Par Bouzid Chalabi
Dans la perspective d’étendre et d’accélérer la campagne de vaccination contre le virus Covid-19, le ministre de la Santé Abderrahmane Benbouzid a décidé d’organiser une journée nationale de vaccination qui coïncide avec la prochaine rentrée sociale. «Le département de la Santé mise sur la conscience et le sens de la responsabilité des citoyens pour faire de cette initiative un succès», indique le ministre dans un communiqué rendu public hier.
Certes, il faut reconnaître que cette initiative est des plus louables dans le sens où elle pourrait convaincre tous ceux et celles qui affichent encore un scepticisme à l’idée de se faire vacciner, sans omettre de citer dans la foulée les jeunes qui refusent l’inoculation. De plus, il est admis que pour se mettre à l’abri d’un regain de contaminations dans le pays, la vaccination reste le seul moyen en mesure d’y arriver, en atteignant un taux élevé de personnes vaccinées parmi la population d’ici au moins la fin de l’année. Autrement dit, atteindre une immunité collective à même de faire barrière à la prolifération d’un virus «dont le variant Delta est des plus virulents», alertent les épidémiologistes. Partant de cette donne, il devient plus qu’impératif de booster la campagne nationale de vaccination et d’engager d’autres stratégies pour vacciner un maximum de personnes.

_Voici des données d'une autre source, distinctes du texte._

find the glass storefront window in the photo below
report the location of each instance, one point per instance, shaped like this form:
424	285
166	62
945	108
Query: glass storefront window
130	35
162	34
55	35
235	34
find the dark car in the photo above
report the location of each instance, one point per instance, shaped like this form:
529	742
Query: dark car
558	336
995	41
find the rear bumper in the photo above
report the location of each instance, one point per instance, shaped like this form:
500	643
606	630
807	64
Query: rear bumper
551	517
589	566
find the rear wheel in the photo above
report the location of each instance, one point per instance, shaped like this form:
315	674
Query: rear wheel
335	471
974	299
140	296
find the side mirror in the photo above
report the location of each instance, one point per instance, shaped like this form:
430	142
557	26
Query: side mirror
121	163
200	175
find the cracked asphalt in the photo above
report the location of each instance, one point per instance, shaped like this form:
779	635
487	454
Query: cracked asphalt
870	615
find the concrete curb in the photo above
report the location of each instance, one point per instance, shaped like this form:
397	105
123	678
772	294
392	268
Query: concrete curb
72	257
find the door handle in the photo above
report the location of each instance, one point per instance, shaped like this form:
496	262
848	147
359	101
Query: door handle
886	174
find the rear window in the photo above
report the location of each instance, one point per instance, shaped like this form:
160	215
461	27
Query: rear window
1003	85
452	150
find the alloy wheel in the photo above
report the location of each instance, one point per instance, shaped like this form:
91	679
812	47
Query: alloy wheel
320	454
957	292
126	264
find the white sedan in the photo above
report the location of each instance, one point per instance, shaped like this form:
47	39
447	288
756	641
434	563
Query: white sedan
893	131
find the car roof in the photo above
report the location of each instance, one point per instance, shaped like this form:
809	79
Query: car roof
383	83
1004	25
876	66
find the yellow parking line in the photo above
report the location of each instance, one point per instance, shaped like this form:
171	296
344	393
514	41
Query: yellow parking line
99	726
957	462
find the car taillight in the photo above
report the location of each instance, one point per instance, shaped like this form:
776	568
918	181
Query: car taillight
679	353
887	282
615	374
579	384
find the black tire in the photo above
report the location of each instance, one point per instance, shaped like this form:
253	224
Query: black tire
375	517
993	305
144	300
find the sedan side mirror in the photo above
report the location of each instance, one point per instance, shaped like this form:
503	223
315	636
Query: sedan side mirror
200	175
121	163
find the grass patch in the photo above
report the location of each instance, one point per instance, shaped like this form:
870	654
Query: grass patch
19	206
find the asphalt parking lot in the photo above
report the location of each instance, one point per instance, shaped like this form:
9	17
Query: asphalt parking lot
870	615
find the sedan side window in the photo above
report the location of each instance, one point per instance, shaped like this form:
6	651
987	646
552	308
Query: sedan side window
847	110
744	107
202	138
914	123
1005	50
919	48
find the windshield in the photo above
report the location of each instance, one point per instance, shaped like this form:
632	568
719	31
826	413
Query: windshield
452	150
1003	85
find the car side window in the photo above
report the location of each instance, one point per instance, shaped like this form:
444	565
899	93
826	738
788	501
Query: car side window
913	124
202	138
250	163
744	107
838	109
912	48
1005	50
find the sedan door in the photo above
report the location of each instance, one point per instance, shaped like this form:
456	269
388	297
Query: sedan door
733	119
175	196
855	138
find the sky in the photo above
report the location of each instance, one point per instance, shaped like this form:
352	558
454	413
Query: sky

Sur ce dernier point, on peut considérer qu’un pas a été franchi à travers l’organisation prochaine d’une journée nationale de vaccination, qui verra l’implication d’un nombre accru de ministères et d’institutions gouvernementales sans oublier la société civile. Et où tout un chacun ne va certainement pas lésiner sur les moyens afin d’assurer le succès de cette journée. En effet, il s’agira de renforcer les effectifs consacrés à cette opération si l’on veut que cette démarche se solde par des résultats très encourageants. En d’autres termes, dépasser largement la moyenne actuelle de personnes vaccinées au quotidien, soit dit en passant, les 270 000 inoculations par jour selon un rapport de l’Institut Pasteur d’Algérie.
Pour rester dans ce même ordre d’idées, il ne serait pas trop exagéré d’avancer le chiffre de plus de 500 000 personnes vaccinées pour la seule journée nationale de vaccination. En somme, en faisant le total des personnes vaccinées jusqu’ici et celles à venir avant la rentrée sociale, tout en ajoutant l’ensemble des corps des enseignants des trois paliers scolaires ainsi que ceux de l’enseignement supérieur qui vont être vacciné comme l’a instruit le président de la République, la barre des 15 millions de concitoyens inoculés contre la Covid-19 peut être atteinte. Un pari difficile mais qui reste du domaine du possible dans la mesure où le pays va disposer des quantités nécessaires de doses de vaccin. Toujours dans ce même sillage, les autorités sanitaires du pays visent les 20 millions de personnes vaccinées d’ici la fin de l’année. Un objectif qui reste à notre portée dès lors où devrait intervenir, dans quelques semaines, l’entrée en production locale des vaccins chinois Sinovac et russe Spoutnik.
En définitive, l’immunité collective, que nos autorités sanitaires cherchent à atteindre, est seule à même de mettre à l’abri les populations d’une forme plus virulente de la Covid-19, la course contre la montre est lancée.